Numerical Treatment of Non-local Integral Operators in the Framework of Evolutionary Equations
Sebastian Franz, Sascha Trostorff
TL;DR
This work extends the abstract evolutionary equation framework to include a non-local integral operator $T_K$ with kernel $K$, proving well-posedness and causality under a kernel-bound condition in a weighted Hilbert space $L^{2,\rho}(\mathbb{R};H)$. It then develops a space-time Galerkin discretisation (conforming finite elements in space and discontinuous Galerkin in time) and provides a rigorous convergence analysis, showing $\|U-U^{\tau,h}\|_{\rho} \le C(h^k + T^{1/2}\tau^{q+1})$ under suitable regularity and kernel assumptions.
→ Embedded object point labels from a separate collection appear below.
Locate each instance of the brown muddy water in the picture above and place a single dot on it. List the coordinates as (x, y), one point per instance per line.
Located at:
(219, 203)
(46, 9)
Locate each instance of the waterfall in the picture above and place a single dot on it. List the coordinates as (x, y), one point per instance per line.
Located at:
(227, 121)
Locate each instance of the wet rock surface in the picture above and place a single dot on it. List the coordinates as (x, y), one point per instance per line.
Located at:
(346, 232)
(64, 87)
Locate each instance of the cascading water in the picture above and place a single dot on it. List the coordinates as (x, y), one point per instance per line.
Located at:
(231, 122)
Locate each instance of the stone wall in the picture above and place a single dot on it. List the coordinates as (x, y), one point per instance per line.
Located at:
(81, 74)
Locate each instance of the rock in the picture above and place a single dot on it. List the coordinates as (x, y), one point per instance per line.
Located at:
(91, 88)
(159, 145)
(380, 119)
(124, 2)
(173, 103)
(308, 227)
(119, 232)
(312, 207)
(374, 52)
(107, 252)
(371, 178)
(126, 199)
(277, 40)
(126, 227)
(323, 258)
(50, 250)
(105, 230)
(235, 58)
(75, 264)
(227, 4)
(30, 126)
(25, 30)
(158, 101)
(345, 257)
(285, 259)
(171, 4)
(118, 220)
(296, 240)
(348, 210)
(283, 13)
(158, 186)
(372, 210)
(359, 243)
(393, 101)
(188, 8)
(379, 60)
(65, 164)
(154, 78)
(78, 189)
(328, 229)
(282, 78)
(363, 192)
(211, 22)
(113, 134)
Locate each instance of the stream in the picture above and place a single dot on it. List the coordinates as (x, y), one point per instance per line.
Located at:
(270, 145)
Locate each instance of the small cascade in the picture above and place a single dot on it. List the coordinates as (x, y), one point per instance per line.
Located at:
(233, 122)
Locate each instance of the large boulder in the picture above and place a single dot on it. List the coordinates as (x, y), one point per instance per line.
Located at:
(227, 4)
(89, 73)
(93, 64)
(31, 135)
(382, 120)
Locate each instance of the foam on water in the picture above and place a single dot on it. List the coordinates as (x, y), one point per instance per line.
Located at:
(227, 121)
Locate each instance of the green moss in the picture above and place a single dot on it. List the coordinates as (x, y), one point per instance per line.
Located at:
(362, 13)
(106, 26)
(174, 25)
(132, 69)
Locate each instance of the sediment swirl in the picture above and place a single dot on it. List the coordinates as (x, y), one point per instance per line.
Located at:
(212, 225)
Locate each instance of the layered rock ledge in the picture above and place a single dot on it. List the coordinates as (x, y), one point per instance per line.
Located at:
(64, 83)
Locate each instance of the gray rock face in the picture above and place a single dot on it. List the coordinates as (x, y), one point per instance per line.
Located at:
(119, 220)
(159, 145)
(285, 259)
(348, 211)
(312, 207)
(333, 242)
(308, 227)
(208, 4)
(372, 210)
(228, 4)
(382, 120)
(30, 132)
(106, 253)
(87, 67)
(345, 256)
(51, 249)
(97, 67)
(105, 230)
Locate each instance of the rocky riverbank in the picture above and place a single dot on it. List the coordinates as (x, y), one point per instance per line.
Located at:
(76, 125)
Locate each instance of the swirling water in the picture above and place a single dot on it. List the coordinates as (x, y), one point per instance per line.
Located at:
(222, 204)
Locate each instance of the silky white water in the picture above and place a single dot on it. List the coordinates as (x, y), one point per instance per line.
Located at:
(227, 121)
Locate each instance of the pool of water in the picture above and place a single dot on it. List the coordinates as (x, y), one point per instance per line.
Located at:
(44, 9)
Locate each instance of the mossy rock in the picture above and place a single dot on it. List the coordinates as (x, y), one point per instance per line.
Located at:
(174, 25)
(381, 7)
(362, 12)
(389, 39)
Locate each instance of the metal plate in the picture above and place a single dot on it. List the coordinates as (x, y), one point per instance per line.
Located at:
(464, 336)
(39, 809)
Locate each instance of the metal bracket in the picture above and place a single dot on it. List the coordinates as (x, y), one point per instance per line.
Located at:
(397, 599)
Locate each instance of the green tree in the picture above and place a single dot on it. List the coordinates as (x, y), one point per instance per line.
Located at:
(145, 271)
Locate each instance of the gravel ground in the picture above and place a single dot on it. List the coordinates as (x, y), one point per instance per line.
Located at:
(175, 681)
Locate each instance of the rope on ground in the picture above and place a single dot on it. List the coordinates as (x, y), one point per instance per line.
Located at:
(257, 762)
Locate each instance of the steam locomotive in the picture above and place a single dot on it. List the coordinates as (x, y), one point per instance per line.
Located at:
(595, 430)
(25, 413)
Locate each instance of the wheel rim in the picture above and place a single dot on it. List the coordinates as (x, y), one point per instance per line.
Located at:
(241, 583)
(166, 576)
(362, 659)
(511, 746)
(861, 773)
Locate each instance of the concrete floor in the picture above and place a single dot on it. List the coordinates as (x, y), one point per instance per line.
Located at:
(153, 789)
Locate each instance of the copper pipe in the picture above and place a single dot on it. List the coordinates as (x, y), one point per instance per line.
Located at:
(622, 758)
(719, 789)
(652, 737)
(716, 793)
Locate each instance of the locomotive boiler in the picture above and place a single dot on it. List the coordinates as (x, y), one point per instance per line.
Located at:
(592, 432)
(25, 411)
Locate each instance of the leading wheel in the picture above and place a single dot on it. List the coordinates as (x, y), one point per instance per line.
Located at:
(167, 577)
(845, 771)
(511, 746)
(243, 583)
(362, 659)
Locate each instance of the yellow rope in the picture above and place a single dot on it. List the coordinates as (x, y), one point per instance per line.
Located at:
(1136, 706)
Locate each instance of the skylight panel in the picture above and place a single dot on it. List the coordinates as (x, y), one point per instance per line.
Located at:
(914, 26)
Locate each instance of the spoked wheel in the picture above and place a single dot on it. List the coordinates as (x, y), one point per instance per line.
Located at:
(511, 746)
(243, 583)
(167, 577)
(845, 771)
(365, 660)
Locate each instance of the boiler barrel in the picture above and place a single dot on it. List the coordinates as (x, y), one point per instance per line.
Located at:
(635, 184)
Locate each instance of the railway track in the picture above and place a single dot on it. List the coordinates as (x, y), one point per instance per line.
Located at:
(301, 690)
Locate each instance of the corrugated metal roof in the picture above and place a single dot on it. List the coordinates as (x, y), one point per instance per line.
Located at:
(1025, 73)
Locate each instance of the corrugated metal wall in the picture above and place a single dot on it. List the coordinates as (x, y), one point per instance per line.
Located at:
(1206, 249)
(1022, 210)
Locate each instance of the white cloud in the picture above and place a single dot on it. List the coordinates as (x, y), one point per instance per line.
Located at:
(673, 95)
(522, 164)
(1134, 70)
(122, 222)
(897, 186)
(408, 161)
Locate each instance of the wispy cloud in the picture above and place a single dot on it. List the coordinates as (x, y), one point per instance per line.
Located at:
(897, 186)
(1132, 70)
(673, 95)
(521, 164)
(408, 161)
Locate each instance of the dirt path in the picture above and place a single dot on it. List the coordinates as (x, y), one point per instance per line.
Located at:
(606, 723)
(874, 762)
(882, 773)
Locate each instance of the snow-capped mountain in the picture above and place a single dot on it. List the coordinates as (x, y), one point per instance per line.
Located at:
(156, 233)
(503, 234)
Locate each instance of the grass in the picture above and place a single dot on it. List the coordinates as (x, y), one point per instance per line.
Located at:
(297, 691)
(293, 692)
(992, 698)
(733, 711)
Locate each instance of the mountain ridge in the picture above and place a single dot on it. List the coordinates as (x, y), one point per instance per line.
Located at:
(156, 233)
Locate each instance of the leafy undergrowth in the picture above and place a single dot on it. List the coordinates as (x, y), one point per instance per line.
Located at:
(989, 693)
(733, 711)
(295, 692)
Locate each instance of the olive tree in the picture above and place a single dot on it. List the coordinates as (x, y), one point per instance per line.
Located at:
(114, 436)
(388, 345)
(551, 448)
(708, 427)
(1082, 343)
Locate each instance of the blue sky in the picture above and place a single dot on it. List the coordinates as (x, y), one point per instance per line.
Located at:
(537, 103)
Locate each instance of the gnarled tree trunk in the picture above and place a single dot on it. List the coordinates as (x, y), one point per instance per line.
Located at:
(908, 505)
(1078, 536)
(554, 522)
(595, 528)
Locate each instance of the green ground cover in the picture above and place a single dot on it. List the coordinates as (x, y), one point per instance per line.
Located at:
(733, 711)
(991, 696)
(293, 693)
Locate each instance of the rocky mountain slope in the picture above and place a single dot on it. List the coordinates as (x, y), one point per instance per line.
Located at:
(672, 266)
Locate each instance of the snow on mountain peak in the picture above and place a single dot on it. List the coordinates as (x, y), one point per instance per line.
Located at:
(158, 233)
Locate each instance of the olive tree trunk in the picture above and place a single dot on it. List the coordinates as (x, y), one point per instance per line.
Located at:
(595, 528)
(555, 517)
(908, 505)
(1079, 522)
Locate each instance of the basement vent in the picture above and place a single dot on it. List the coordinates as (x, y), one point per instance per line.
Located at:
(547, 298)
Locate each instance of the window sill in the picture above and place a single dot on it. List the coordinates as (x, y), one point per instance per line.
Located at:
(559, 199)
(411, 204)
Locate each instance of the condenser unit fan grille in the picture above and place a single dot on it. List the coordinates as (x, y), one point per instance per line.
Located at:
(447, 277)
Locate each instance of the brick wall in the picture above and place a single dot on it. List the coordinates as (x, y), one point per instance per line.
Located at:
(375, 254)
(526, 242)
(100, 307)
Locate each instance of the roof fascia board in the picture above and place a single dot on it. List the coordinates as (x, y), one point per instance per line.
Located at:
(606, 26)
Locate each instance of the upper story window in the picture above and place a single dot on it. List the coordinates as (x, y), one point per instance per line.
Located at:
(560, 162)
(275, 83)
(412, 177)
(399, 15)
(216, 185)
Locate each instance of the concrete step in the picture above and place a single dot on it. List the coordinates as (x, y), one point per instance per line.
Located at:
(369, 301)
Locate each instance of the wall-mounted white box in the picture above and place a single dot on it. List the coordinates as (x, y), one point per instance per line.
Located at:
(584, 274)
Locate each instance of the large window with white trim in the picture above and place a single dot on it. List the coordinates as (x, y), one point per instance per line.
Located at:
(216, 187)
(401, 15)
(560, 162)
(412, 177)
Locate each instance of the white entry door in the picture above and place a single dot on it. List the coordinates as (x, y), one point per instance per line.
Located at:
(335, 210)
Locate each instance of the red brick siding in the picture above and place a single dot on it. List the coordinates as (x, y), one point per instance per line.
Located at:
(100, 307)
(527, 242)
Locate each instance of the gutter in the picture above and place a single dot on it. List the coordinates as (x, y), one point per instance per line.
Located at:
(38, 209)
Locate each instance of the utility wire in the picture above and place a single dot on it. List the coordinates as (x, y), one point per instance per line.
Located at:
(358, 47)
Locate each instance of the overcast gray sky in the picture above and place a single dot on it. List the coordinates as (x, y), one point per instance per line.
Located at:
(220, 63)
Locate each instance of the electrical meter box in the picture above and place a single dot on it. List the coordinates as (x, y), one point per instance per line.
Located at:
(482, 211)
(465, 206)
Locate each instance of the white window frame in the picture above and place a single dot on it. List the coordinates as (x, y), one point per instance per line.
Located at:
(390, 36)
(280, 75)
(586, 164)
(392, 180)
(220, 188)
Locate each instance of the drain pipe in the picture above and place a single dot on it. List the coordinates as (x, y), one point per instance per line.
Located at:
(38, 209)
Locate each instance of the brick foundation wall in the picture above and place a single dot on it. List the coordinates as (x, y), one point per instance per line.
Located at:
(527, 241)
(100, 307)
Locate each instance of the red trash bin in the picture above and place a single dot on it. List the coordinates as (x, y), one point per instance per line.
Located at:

Numerical experiments with smooth and weakly singular kernels corroborate the theoretical rates and illustrate practical considerations for history-term computations and adaptive quadrature. The results lay a solid foundation for numerically solving Volterra/Fredholm-type integro-differential problems within the Picard framework, with potential extensions to time-derivative kernels and more general non-local operators.
Abstract
Using the theory of evolutionary equations, we consider abstract differential equations including non-local integral operators. After providing a condition for the well-posedness of the addressed equation we consider a numerical method of approximating its solution. We provide convergence proofs under conditions on the kernel of the integral operator and the solution and finish the paper with some simulation results.